Airport Road - Hazleton, PA (1996)
Throughout my life, my grandparents would tell me that time goes by faster the older that you get. When I was younger, I rolled my eyes at illogical sentiments like this. After all, time is time, and the age at which you experience it shouldn't matter a bit. Well, I'm here to tell you now as a man in his early 40's that it's no bullshit. When I was in high school, we would get four report cards per year. Each marking period between report cards was nine weeks long, which felt like to me like nine months. A full school year felt like an eternity. We're now entering the final week of 2021, and it feels like this year has gone by in the blink of an eye.
These thoughts started rolling around my mind this morning when I was considering the differences between the day after Christmas in the UK and the United States. Across the pond, December 26th is called Boxing Day. I won't pretend to be an expert on the holiday, but when I was in London over the holidays a few years ago, it reminded me a lot of Black Friday here in the States. It's a shopping holiday in which stores advertise big sales that attract massive crowds. Stores here in the US also tend to get busy on December 26th, but we don't really have many store sales except maybe for unsold Christmas candy and decorations that they've put on clearance. The reason for the increased store traffic over here tends to be for returns.
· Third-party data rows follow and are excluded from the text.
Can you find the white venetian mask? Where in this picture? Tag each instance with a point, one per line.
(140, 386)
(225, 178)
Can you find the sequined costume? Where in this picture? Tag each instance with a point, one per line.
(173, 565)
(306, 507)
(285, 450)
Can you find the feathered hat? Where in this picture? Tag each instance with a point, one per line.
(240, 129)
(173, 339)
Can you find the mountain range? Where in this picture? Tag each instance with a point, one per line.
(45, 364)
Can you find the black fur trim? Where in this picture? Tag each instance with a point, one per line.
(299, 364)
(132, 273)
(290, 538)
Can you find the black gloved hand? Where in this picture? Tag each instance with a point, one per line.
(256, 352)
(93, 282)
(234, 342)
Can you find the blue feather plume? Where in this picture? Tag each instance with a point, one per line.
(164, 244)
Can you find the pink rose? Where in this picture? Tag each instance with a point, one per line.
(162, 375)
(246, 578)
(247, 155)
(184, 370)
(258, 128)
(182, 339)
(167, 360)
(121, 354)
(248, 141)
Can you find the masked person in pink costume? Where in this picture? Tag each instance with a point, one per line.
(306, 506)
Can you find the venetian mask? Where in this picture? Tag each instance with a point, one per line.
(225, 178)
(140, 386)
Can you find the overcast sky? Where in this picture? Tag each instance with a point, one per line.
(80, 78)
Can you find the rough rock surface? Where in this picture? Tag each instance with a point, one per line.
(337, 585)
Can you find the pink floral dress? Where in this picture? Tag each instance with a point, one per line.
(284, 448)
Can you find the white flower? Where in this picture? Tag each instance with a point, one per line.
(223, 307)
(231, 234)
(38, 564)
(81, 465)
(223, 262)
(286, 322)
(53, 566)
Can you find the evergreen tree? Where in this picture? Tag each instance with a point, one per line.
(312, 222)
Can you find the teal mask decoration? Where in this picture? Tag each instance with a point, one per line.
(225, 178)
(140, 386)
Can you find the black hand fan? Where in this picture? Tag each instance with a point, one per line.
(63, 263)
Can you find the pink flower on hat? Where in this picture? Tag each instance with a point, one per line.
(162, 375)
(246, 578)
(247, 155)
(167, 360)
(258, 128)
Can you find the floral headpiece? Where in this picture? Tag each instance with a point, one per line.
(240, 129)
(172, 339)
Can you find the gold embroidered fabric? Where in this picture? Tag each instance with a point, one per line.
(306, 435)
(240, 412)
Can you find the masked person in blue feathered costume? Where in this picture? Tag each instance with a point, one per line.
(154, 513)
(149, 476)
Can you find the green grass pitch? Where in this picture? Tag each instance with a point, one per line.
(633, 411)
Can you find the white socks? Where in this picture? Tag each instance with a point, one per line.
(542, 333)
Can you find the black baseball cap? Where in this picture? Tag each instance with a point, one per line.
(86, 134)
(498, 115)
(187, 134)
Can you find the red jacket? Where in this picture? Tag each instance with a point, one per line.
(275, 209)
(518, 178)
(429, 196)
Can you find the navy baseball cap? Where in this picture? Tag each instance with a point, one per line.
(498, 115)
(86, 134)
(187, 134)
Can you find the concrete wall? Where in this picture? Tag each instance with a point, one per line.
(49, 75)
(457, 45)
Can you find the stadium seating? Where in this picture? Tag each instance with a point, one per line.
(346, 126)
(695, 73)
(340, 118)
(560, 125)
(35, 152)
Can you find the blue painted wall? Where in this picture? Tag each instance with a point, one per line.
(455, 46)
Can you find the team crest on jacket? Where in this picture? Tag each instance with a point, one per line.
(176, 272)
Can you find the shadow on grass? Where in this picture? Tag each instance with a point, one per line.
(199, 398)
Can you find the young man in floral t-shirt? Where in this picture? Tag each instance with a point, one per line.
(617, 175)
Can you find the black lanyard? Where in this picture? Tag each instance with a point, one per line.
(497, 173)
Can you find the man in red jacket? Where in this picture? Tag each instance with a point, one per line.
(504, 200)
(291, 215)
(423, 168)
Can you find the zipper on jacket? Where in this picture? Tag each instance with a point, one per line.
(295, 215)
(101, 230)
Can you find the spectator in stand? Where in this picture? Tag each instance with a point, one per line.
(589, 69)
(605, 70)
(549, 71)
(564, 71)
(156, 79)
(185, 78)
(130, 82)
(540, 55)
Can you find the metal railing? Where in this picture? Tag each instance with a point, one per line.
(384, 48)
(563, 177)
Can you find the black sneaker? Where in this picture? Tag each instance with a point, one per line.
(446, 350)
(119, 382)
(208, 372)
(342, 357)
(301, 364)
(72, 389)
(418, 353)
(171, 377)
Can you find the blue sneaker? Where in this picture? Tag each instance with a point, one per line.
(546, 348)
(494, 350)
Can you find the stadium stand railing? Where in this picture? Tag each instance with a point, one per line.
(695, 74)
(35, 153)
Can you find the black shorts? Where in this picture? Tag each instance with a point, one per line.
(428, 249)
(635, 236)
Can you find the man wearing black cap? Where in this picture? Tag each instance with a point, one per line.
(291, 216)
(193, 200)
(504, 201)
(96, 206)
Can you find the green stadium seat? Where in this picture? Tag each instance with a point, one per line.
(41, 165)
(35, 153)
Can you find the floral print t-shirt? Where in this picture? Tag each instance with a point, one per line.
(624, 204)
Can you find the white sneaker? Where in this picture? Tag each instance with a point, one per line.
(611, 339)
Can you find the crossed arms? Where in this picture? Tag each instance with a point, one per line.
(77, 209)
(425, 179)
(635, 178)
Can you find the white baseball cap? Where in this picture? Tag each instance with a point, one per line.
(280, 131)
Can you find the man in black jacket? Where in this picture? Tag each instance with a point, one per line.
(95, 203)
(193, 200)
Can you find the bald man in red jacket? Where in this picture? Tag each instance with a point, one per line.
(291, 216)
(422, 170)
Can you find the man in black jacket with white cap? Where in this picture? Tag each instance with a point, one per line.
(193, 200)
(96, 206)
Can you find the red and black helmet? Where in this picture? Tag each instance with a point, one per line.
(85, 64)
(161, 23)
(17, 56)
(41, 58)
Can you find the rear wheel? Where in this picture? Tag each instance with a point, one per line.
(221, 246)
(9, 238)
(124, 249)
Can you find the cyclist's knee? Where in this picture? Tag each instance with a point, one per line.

I've worked retail for a few different places over the holiday season, but the one that sticks in my mind the most happened 25 years ago, on December 26th, 1996. This isn't one of those times that "feels like only yesterday", but it damn sure doesn't feel like it was a quarter century ago. I was 16 years old and working for the Wal-Mart Supercenter in Hazleton, PA. I had just started working there in the fall, with most of my time being split between the front end registers, the customer service desk, and the Lawn & Garden department, which also served as the Christmas decoration department during the holiday season.
On the day after Christmas, just about everybody who was register trained was working on the front end doing returns. We had all 30 registers open and at least a third of them were set up exclusively for returns, and that's where I was assigned for my shift. Wal-Mart had a very forgiving return policy back then, so we took back just about everything for a refund of either cash or store credit whether they had a receipt or not. I had a line of people who were returning items for eight hours nonstop, and we took back a ton of merchandise, including some things that I knew for a fact that we didn't sell. I'm pretty sure one guy just took a VHS tape that he had for years off of his shelf and brought it into the store for a full refund, but it fulfilled the policy requirements, so the dude walked away with a gift card for about $15 bucks.
With the increase in online shopping and the Omicron variant, they probably aren't nearly as busy with returns today as they were twenty five years ago, but it's one of the busiest days I've ever worked in my life.